I couldn't install horde because of this error. It seems like the package can't be installed. I cd to that port and install polkit manually, the error says the script has failed to install the package. I don't know how to solve this and there are no help in google either. Anyone got a fix??? Can I get away with this by installing the package from source?


----------



## achix (Mar 9, 2010)

[CMD="portupgrade"] -fPP polkit[/CMD]


----------



## potobenka (Mar 9, 2010)

achix said:
			
		

> [CMD="portupgrade"] -fPP polkit[/CMD]



Could you please explain how this would affect my setup? Will this get rid of the error? Does this apply to other packages? There are two packages that failed to install with the same error. The other one is "devel" (don't remember exactly)...


----------



## achix (Mar 9, 2010)

Suffice to say that this will not damage your computer! It will only try to upgrade (or just reinstall) polkit only if a binary package is available. portupgrade(1)


----------



## SirDice (Mar 9, 2010)

Please post the exact error message and the messages leading up to it. Error 1 is just a general error and it can mean pretty much anything.


----------



## potobenka (Mar 9, 2010)

I haven't looked into the log file. But when I go to that specific port and install polkit, the error says about a script has failed on doing its task. I think it's the installation script was broke.


----------



## SirDice (Mar 9, 2010)

potobenka said:
			
		

> the error says about a script has failed on doing its task.

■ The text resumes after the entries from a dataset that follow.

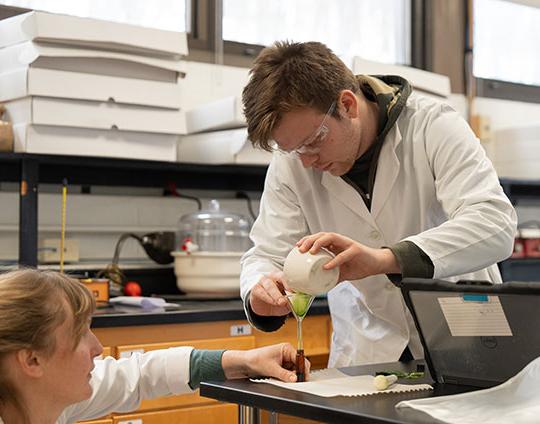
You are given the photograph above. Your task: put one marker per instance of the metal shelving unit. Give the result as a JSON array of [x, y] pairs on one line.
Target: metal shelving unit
[[29, 170]]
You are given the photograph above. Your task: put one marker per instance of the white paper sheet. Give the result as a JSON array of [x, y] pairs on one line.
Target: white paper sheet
[[332, 382], [516, 401], [475, 318]]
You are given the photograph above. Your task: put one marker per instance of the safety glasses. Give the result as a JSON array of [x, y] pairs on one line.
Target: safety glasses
[[314, 142]]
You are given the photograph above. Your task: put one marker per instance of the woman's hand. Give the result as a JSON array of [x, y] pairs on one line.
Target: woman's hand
[[267, 297], [354, 259], [276, 361]]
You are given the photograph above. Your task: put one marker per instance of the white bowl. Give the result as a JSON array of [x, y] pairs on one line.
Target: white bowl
[[305, 273], [208, 272]]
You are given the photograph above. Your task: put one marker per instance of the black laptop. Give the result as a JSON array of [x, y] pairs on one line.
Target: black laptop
[[475, 333]]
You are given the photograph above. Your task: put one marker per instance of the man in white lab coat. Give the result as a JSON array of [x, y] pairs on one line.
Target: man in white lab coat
[[399, 177]]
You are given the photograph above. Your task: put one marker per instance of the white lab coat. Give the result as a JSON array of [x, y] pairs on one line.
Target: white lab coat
[[434, 186], [120, 385]]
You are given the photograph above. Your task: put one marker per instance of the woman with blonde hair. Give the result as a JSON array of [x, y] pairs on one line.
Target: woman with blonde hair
[[48, 371]]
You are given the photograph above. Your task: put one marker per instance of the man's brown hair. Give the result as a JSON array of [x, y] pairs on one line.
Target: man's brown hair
[[288, 76]]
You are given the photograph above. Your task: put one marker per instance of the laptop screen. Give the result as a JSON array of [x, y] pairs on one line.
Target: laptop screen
[[476, 338]]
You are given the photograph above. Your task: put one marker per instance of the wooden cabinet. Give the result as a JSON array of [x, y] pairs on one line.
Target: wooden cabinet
[[213, 414], [192, 408]]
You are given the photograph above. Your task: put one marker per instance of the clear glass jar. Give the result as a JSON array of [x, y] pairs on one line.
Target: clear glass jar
[[213, 230]]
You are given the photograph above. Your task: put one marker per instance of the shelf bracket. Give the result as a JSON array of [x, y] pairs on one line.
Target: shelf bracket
[[28, 212]]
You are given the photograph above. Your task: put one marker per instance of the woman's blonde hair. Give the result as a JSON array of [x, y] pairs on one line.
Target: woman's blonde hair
[[32, 307], [288, 76]]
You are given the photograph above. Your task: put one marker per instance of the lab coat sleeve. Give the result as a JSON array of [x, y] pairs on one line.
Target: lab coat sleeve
[[121, 385], [481, 220], [278, 227]]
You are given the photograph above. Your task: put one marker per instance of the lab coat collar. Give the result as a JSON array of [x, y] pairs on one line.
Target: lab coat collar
[[387, 171], [385, 179]]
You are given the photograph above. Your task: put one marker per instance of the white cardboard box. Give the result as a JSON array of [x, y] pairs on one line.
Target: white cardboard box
[[87, 32], [98, 115], [221, 147], [30, 81], [90, 61], [221, 114], [427, 82], [52, 140]]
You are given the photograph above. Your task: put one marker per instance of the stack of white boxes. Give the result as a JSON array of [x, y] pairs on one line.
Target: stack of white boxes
[[215, 120], [79, 86]]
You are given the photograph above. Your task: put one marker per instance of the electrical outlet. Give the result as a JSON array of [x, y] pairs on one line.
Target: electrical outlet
[[49, 251]]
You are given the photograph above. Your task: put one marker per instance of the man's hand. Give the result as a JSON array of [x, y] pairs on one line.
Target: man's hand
[[267, 297], [276, 361], [354, 259]]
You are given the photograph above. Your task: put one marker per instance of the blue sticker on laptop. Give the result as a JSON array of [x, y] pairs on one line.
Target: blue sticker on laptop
[[475, 298]]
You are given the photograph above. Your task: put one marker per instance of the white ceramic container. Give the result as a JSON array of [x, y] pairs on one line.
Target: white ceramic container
[[305, 273]]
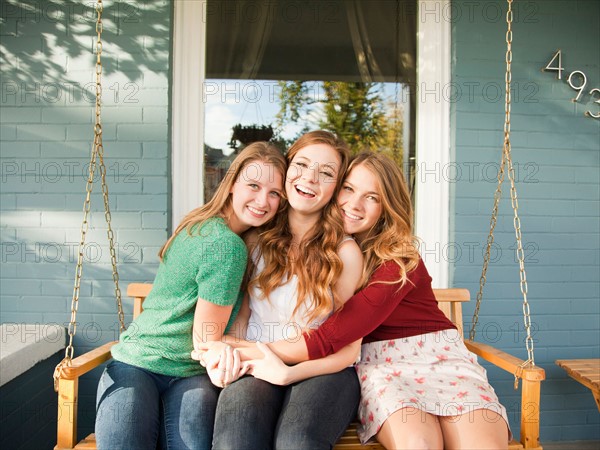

I think it's the installation script was broke.


The _EXACT_ error message please.


----------



## potobenka (Mar 9, 2010)

SirDice said:
			
		

> The _EXACT_ error message please.



I am not on my server right now. But I think that's all about it. The script has failed blah blah. I may have missed a couple of words but that's the meat of the error.


----------



## SirDice (Mar 9, 2010)

potobenka said:
			
		

> I am not on my server right now. But I think that's all about it. The script has failed blah blah. I may have missed a couple of words but that's the meat of the error.



And it's exactly those 'couple of words' we need to be able to help you. The fact it failed is not interesting. We need to find out _why_ it failed. Cause and effect. Always post full and complete error messages. If possible also the actions you took that provoked the error.

We cannot look on your screen, we cannot see what you did, we're good but we're not clairvoyant.


----------